How to prove that $3^i5^j$ can never be a perfect number?

Question

I need to prove that $3^i5^j$ can never be a perfect number. How do I tackle this problem. I know that a perfect number is a positive number which is equal to the sum of its positive divisors excluding the number itself. But how do I prove that the number $3^i5^j$ is not perfect?

Answer 1

If $p$ is a prime and $p^k$ is a perfect number for some $k \in N$, then $\sigma (p^k)=2p^k$.

Also, $\sigma (p^k)=\frac {p^{k+1}-1}{p-1}$.

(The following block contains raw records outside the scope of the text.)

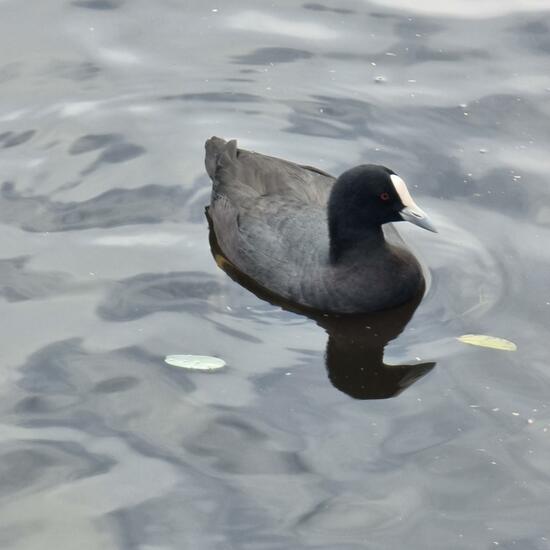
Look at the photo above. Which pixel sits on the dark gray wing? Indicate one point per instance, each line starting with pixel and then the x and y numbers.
pixel 269 215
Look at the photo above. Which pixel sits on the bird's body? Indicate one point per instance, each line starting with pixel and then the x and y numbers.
pixel 270 220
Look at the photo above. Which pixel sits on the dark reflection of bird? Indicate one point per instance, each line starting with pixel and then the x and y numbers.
pixel 355 348
pixel 312 239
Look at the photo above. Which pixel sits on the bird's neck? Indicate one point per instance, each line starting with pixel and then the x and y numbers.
pixel 367 240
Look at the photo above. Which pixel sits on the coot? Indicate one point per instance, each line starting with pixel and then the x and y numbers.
pixel 312 239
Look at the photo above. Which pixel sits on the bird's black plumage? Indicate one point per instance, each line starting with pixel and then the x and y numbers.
pixel 312 239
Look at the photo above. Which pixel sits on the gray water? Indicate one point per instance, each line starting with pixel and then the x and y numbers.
pixel 106 268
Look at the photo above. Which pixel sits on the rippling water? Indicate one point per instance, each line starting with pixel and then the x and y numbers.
pixel 105 268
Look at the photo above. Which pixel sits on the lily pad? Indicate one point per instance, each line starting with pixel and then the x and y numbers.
pixel 486 341
pixel 195 362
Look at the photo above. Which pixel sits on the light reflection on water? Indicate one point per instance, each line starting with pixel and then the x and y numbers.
pixel 106 267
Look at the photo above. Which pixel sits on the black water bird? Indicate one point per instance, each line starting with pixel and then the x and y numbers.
pixel 311 239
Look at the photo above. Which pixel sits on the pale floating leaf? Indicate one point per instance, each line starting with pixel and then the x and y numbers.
pixel 195 362
pixel 488 342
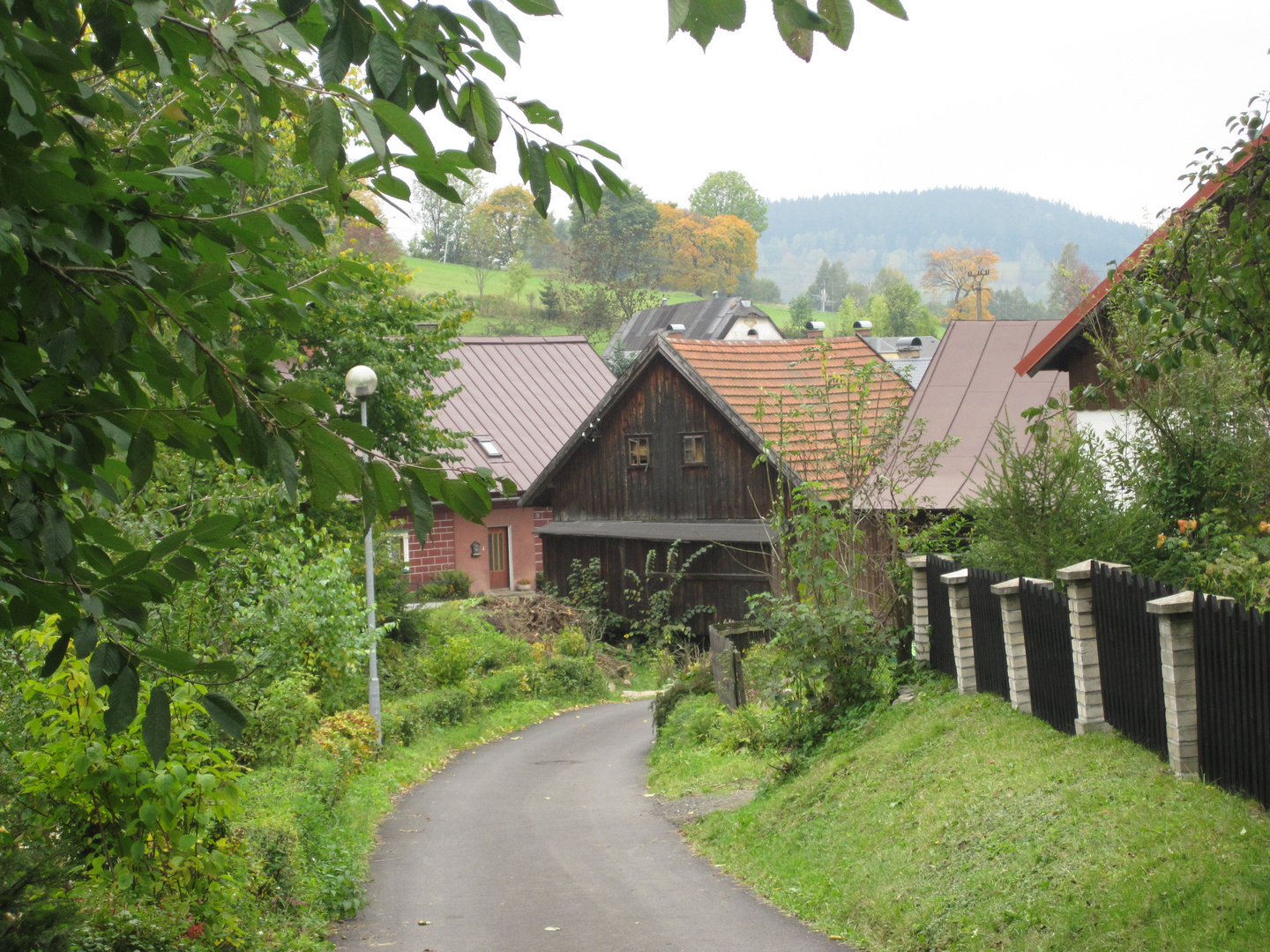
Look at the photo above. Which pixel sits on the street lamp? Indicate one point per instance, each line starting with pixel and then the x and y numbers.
pixel 361 383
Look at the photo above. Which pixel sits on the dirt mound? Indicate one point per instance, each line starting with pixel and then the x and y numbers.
pixel 531 617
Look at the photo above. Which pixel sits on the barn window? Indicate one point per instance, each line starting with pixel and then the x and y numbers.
pixel 693 450
pixel 637 450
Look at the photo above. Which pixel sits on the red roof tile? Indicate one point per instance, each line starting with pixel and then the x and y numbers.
pixel 756 377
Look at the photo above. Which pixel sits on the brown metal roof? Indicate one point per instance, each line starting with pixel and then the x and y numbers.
pixel 707 531
pixel 970 385
pixel 527 394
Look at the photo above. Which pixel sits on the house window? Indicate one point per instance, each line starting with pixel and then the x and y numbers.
pixel 637 450
pixel 693 450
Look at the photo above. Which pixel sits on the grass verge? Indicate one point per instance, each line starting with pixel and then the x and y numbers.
pixel 955 822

Therefore, for $3^i5^j$ to be a perfect number, the following,

$(\frac{3^{i+1}-1}{2})(\frac{5^{j+1}-1}{4})=2*3^i5^j$ should be true.

($3^{i+1})(5^{j+1})-3^{i+1}-5^{j+1}+1=16*3^i5^j$

$-3^i5^j=3^{i+1}+5^{j+1}-1$, which is clearly false.

Hence, $3^i5^j$ is not a perfect number.

Answer 2

Hint #1: For $p$ a prime number, you have $$\dfrac{\sigma(p^x)}{p^x} = \dfrac{p^{x+1} - 1}{{p^x}(p - 1)} < \dfrac{p^{x+1}}{{p^x}(p - 1)} = \dfrac{p}{p - 1},$$ where $\sigma(y)$ is the sum of the divisors of $y$.

Hint #2: The $\sigma$ function is multiplicative.